If anybody asks Donald Norman about rote learning, this is what he would say, taken from The Design of Everyday Things:
Rote learning creates problems. First, because what is being learned is arbitrary, the learning is difficult: it can take considerable time and effort. Second, when a problem arises, the memorized sequence of actions gives no hint of what has gone wrong, no suggestion of what might be done to fix the problem. Although some things are appropriate to learn by rote (the letters of the alphabet, for example), most are not. Alas, it is still the dominant method of instruction in many school systems, and even for much adult training. This is how some people are taught to use computers, or to cook. It is how we have to learn to use some of the new (poorly designed) gadgets of our technology.
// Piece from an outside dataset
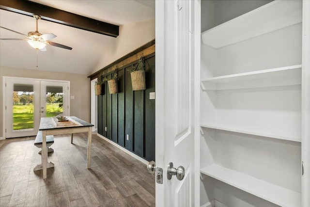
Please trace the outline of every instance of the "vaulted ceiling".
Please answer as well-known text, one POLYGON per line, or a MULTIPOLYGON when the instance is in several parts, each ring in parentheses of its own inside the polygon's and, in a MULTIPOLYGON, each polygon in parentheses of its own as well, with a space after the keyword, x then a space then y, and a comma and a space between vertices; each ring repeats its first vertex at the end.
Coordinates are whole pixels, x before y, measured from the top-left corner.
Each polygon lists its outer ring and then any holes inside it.
MULTIPOLYGON (((121 27, 155 17, 155 0, 32 1, 121 27)), ((27 34, 35 31, 36 25, 32 17, 0 10, 0 26, 27 34)), ((38 31, 43 34, 55 34, 57 37, 52 39, 53 42, 69 46, 73 49, 46 46, 47 51, 38 51, 37 68, 36 50, 27 41, 0 40, 0 65, 89 74, 97 65, 104 53, 108 52, 106 47, 115 38, 43 19, 39 20, 38 31)), ((23 37, 0 28, 0 38, 23 37)))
Most psychologists would argue that it is not really possible to learn arbitrary associations or sequences. Even where there appears to be no structure, people manufacture some artificial and usually rather unsatisfactory one, which is why the learning is so bad. For our purposes it does not matter whether arbitrary learning is impossible or simply very difficult, the end result is the same: it is not the best way to go, not if there is any choice in the matter. Thus, in teaching the alphabet, we try to make it into a tune, using the natural constraints of rhyme and rhythm to simplify the memory load. People who have learned to use computers or cook by rote are probably not very good. Since they do not understand the reasons for their actions, they must find tasks arbitrary and strange. When something goes wrong, they don’t know what to do (unless they’ve memorized solutions). Although rote learning is at times necessary or efficient–so that emergency procedures for things like high-speed military jet aircraft are handled quickly, automatically when the need arises–on the whole, it is most unsatisfactory.